Genetically modified (GM) cowpea seeds could be commercially available to Ghanaian farmers in 2024 following approval of the variety by the National Biosafety Authority in 2022.
Dr Jerry Nboyine, the Bt cowpea’s Principal Investigator, said his team has completed a multi-locational trial of the GM cowpea seeds as part of regulatory approval processes.
The scientists have also completed a participative varietal selection process which allows farmers to choose a particular plant from others of the same kind based on traits they find desirable.
“Meals would be prepared from the Bt cowpea and the conventional one, and people will be asked to taste and tell if they are different.”
Although the data from these exercises are yet to be analyzed, Nboyine admitted that from observations, the Bt cowpea is highly preferred by farmers due to its higher yield.
“Our next step, apart from analyzing those two sets of data, will be to conduct a sensory analysis. This is where meals would be prepared from the Bt cowpea and the conventional one, and people will be asked to taste and tell if they are different,” he said.
“We’re planning that for early this year. But our concentration now is on analyzing the available data so that we can see if we would make progress with that.”
Once the analyses are completed, the project team will submit the variety to the National Varietal Release and Registration Committee (NVRRC) for review and release to the market.
Approved for environmental release
The researchers behind the technology will still need to carry out a strategy to multiply, package, and distribute the seeds after approvals. Already, some seed companies have been engaged, pending the multiplication stage after varietal release.
After ten years of research, the Bt cowpea was finally approved for environmental release by Ghana’s Biosafety Authority in 2022.
If it is commercialized, the Bt cowpea will be the first genetically modified crop to be grown in the country.
The Bt cowpea has been genetically modified to resist the Maruca pod borer that destroys over 50 percent of cowpea pods and can only be controlled by spraying insecticides at least eight times in their three-month life cycle.

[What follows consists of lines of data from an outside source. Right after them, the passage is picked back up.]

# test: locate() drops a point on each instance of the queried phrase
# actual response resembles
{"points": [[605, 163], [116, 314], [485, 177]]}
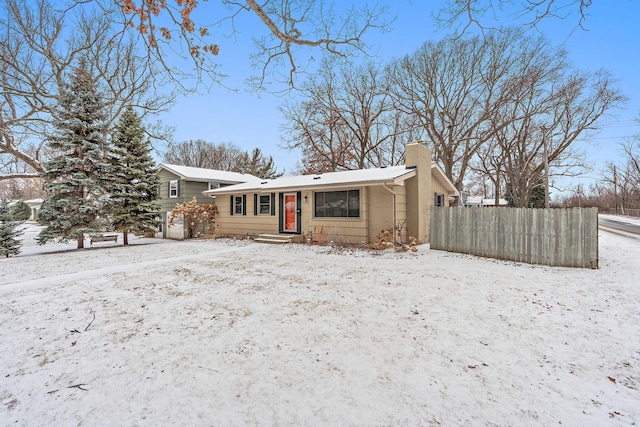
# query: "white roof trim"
{"points": [[344, 179]]}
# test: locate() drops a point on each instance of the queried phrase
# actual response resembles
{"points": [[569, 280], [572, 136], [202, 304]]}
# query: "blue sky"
{"points": [[611, 40]]}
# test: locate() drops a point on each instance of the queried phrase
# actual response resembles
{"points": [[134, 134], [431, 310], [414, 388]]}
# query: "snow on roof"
{"points": [[396, 174], [205, 175], [444, 180]]}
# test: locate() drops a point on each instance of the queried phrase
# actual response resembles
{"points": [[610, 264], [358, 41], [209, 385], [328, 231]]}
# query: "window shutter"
{"points": [[280, 213], [273, 203]]}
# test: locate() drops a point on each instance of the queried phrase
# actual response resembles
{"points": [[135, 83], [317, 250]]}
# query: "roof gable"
{"points": [[191, 173]]}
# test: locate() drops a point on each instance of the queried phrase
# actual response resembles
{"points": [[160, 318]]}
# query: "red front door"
{"points": [[290, 212]]}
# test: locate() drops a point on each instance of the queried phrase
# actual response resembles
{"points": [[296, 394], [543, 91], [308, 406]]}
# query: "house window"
{"points": [[239, 205], [337, 204], [265, 204], [173, 189]]}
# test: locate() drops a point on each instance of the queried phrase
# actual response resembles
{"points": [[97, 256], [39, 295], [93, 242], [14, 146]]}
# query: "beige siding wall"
{"points": [[339, 230], [437, 187], [419, 194], [381, 214], [243, 225]]}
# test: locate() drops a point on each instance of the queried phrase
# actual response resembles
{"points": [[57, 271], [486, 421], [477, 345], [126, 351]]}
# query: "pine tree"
{"points": [[9, 232], [133, 178], [76, 195]]}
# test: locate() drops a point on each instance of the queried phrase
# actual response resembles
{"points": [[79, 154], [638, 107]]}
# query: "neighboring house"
{"points": [[179, 184], [479, 201], [347, 207]]}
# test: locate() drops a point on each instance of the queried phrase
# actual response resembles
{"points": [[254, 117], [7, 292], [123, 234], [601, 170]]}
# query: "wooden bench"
{"points": [[104, 238]]}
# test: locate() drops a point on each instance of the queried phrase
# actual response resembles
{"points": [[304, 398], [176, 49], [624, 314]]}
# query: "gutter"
{"points": [[384, 185]]}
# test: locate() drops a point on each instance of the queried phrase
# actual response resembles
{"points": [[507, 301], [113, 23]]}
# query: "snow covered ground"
{"points": [[237, 333]]}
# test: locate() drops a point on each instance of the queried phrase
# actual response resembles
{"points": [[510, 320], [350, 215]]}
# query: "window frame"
{"points": [[238, 205], [348, 200], [174, 185], [266, 205]]}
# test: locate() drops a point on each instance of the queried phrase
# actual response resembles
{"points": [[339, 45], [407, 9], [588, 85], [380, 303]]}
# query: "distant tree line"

Adoption of the Bt cowpea will limit the use of harmful insecticides and save costs.
Despite high expectations, the variety will not be available to farmers until 2024 — and that will depend on how soon the requirements by the National Varietal Release and Registration Committee (NVRRC) are met.
The NVRRC is the body in charge of approving the official release of new crop varieties in Ghana.
Make foundation and breeder seeds available
Executive Council Member of the National Seed Trade Association of Ghana (NASTAG), Seidu Mubarak Abdulai, said that although seed production is sometimes delayed, the major challenge for seed producers has been the unavailability of foundation or breeder seeds for multiplication.
“That is the major challenge we have with the researchers. They release a variety and when we go to them to collect the breeder and foundation seed to multiply, they tell us to wait for two or three years,” Abdulai said.
“When you’re working towards the release of a variety, at that particular early stage, you cannot produce large quantities of the seed.”
He added that the researchers should make foundation and breeder seeds readily available for seed companies to save time.
But Nboyine disputed this, saying: “When you’re working towards the release of a variety, at that particular early stage, you cannot produce large quantities of the seed.”
He added that it is not advisable to produce seeds in large volumes when there is no green light since the varieties could be rejected leading to huge financial losses.
As part of the release process, you have to present a seed determination plan which will tell the seed council how you’re working to get sufficient quantities out within the shortest possible time, Nboyine explained.
As the researchers and regulators go through the processes, Ghanaian farmers’ only hope is to get the new variety so that they can be at par with their Nigerian counterparts who are already enjoying the superior insect-resistant cowpea variety.